Drift Protocol mengatribusikan serangan ini dengan keyakinan menengah-tinggi kepada organisasi ancaman AppleJeus (juga dikenal sebagai Citrine Sleet). Perusahaan keamanan siber Mandiant sebelumnya telah mengaitkan organisasi tersebut dengan serangan siber terhadap Radiant Capital pada tahun 2024. Personel respons insiden menyatakan bahwa analisis on-chain dan pola tumpang tindih identitas mengarah pada keterlibatan pihak terkait Korea Utara, namun Mandiant saat ini belum secara resmi mengonfirmasi atribusi tersebut.
Seorang direktur strategi di perusahaan keamanan blockchain mengatakan bahwa lawan yang dihadapi tim mata uang kripto saat ini lebih mirip “lembaga intelijen” ketimbang peretas tradisional. Peristiwa ini menyoroti masalah keamanan inti yang bukan terletak pada jumlah penandatangan transaksi, melainkan pada “kurangnya pemahaman mendasar tentang maksud transaksi”, yang menyebabkan penandatangan ditipu untuk menyetujui operasi berbahaya.
Seorang peneliti keamanan yang ikut dalam investigasi ini mengatakan bahwa ekosistem DeFi kemungkinan telah luas disusupi oleh aktor seperti ini, dan memperkirakan bahwa organisasi terkait telah terlibat dalam memengaruhi banyak perjanjian dalam jangka panjang. Pernyataan ini berarti serangan Drift Protocol mungkin bukan peristiwa yang terisolasi, melainkan bagian dari rangkaian aksi penyusupan berkelanjutan skala lebih besar. Seluruh kerangka pertahanan keamanan ekosistem keuangan terdesentralisasi menghadapi tekanan refleksi mendasar.

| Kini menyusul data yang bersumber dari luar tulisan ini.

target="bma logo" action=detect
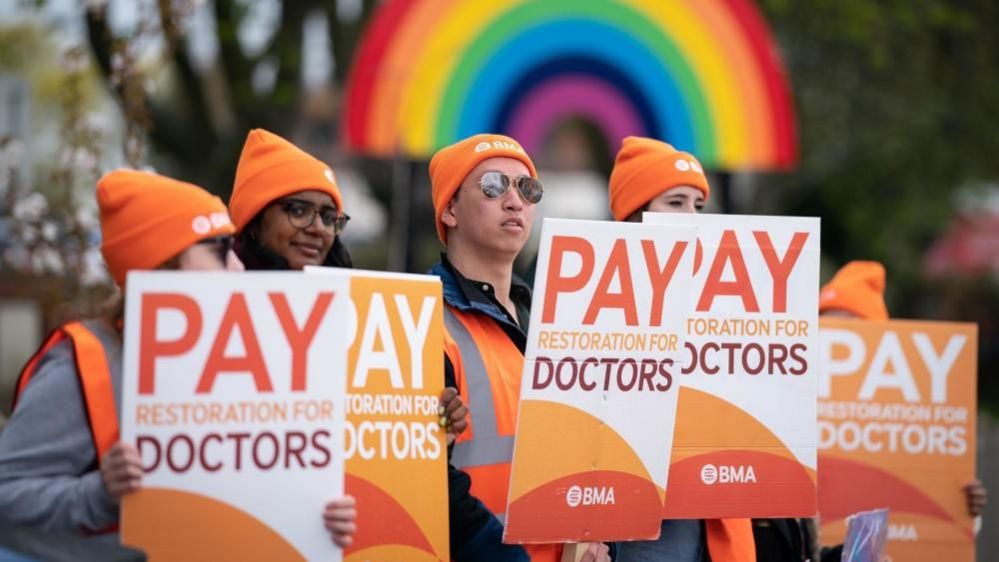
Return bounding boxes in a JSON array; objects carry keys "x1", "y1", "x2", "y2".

Drift Protocol menyatakan bahwa mereka secara aktif menyusun rencana pemulihan yang selaras dengan mitra. Pada tahap saat ini, fokusnya adalah menstabilkan situasi dan memberikan perlindungan pada level perjanjian bagi semua pengguna dan mitra yang terdampak, serta mengumumkan bahwa mereka akan berpartisipasi dalam program keamanan STRIDE yang berada di bawah Yayasan Solana; rincian selanjutnya akan diumumkan secara terpisah.
Para penyerang menyamar sebagai perusahaan perdagangan kuantitatif, dan selama enam bulan membangun kepercayaan melalui pertemuan tatap muka serta penyusupan rekayasa sosial. Mereka juga menyimpan terlebih dahulu dana riil sebesar 1 juta dolar AS untuk meningkatkan kredibilitas. Pada akhirnya, melalui pelaksanaan eksekusi kode diam-diam dengan repositori kode berbahaya, aplikasi palsu, dan pemanfaatan celah pada alat pengembangan, mereka mencuri sekitar 285 juta dolar AS.
Drift Protocol dengan keyakinan menengah-tinggi mengatribusikan serangan kepada organisasi ancaman AppleJeus. Analisis on-chain dan pola tumpang tindih identitas mengarah pada keterlibatan pihak terkait Korea Utara. Namun, saat ini perusahaan keamanan siber Mandiant belum secara resmi mengonfirmasi atribusi tersebut.